Les autorités de Bucarest réfutent l'accusation de trafic d'enfants en Roumanie

Dans son numéro de mercredi, le quotidien The Guardian tirait un signal d'alarme précisant que près de 500 enfants roumains ont été vendus en vue de financer des organisations terroristes.

Les autorités de Bucarest réfutent avec véhémence ces accusations.

Raluca Dumitru
Bucarest Matin

Le journal The Guardian rappelle dans son article qu'une commission gouvernementale roumaine pour la lutte contre la corruption dans les adoptions internationales avait découvert plusieurs cas où ces adoptions avaient été faites illégalement et alimenté des bandes en liaison avec des organisations terroristes.

Le nombre des enfants ainsi "adoptés" se monterait à presque 500, dont certains avaient été injectés aussitôt après la naissance pour pouvoir les déclarer morts et changer ainsi leur identité.

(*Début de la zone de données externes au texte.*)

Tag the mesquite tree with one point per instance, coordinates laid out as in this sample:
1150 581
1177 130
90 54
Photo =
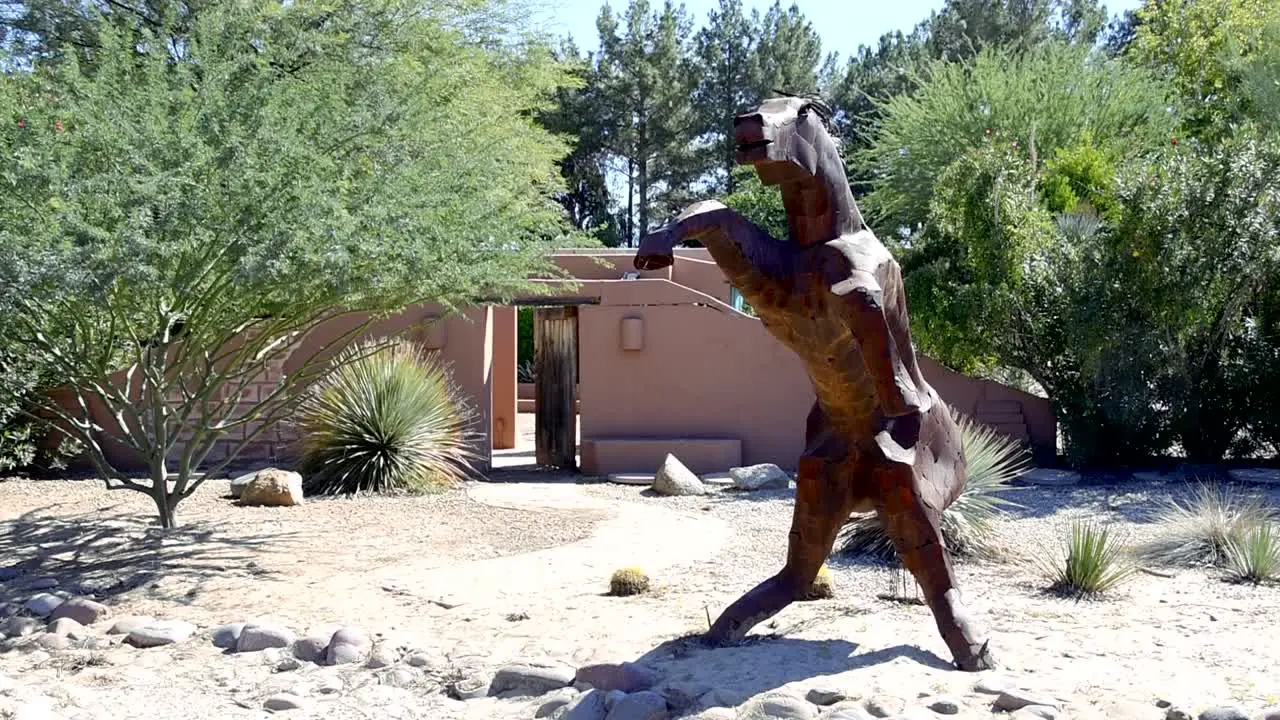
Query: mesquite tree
184 201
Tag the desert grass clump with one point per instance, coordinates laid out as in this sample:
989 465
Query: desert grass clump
822 587
391 420
627 582
1201 529
993 461
1253 556
1095 561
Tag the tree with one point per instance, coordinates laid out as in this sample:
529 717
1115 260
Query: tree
579 117
725 51
182 214
1042 100
1201 45
789 55
647 89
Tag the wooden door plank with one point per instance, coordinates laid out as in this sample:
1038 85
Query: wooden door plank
556 365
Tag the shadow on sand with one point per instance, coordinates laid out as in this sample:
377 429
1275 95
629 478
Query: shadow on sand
105 555
764 662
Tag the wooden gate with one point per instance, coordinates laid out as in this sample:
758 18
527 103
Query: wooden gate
556 367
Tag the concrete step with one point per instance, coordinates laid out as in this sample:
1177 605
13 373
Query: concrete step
630 455
1001 418
999 406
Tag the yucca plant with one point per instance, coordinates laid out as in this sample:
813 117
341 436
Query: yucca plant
993 460
1200 531
1255 555
1095 561
391 420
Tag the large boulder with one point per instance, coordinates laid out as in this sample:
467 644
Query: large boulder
675 478
272 487
760 477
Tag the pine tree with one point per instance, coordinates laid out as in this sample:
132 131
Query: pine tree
725 55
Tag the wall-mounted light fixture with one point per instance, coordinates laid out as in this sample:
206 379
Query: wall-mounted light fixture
632 333
432 332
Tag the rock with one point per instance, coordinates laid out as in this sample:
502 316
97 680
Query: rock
673 478
556 701
347 646
586 706
643 705
312 648
82 610
1224 712
21 627
42 605
261 636
35 711
721 697
631 478
401 677
227 637
826 696
237 486
54 643
382 656
280 702
992 684
626 677
420 659
126 625
1036 712
760 477
1018 698
1050 477
777 706
273 488
513 680
159 633
471 686
1264 475
846 710
67 628
942 705
883 706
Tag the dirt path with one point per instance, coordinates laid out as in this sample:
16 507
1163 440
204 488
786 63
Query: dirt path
517 572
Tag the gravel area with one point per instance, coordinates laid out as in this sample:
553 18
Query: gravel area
508 572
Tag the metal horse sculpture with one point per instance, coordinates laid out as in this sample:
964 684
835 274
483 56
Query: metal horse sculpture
877 437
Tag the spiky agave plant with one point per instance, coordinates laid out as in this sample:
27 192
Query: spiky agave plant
1095 561
1200 531
993 460
1253 556
391 420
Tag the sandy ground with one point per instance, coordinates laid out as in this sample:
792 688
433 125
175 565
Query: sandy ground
507 572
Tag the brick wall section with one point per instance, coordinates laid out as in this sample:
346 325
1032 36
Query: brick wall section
270 445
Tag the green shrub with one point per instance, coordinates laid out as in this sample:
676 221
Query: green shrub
1253 555
627 582
1200 531
392 420
1095 561
993 460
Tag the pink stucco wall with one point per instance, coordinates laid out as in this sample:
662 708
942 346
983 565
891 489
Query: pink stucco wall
708 382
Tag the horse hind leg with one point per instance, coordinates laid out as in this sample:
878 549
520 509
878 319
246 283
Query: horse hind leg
913 522
823 501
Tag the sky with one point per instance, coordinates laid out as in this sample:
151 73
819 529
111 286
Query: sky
844 24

The Guardian annonce également que la police roumaine mène à présent une enquête sur la disparition de 50 enfants qui avaient été transportés en Amérique du Sud et qui avaient disparu sans trace et que des arrestations avaient été opérées ces jours parmi les trafiquants.

"On craint que 500 enfants disparus en Europe et en Amérique ne puissent jamais être retrouvés et qu'ils finissent dans la prostitution et la misère.

Nous connaissons des cas de mères dont les enfants ont été déclarés morts", a déclaré le rapporteur du parlement européen pour la Roumanie, la baronne Emma Nicholson, au quotidien britannique, pendant sa visite à Bucarest, la semaine passée.

Le quotidien britannique souligne que, par voies officielles, les enfants de Roumanie sont "vendus" pour un prix de quelque 35 000 lires sterling.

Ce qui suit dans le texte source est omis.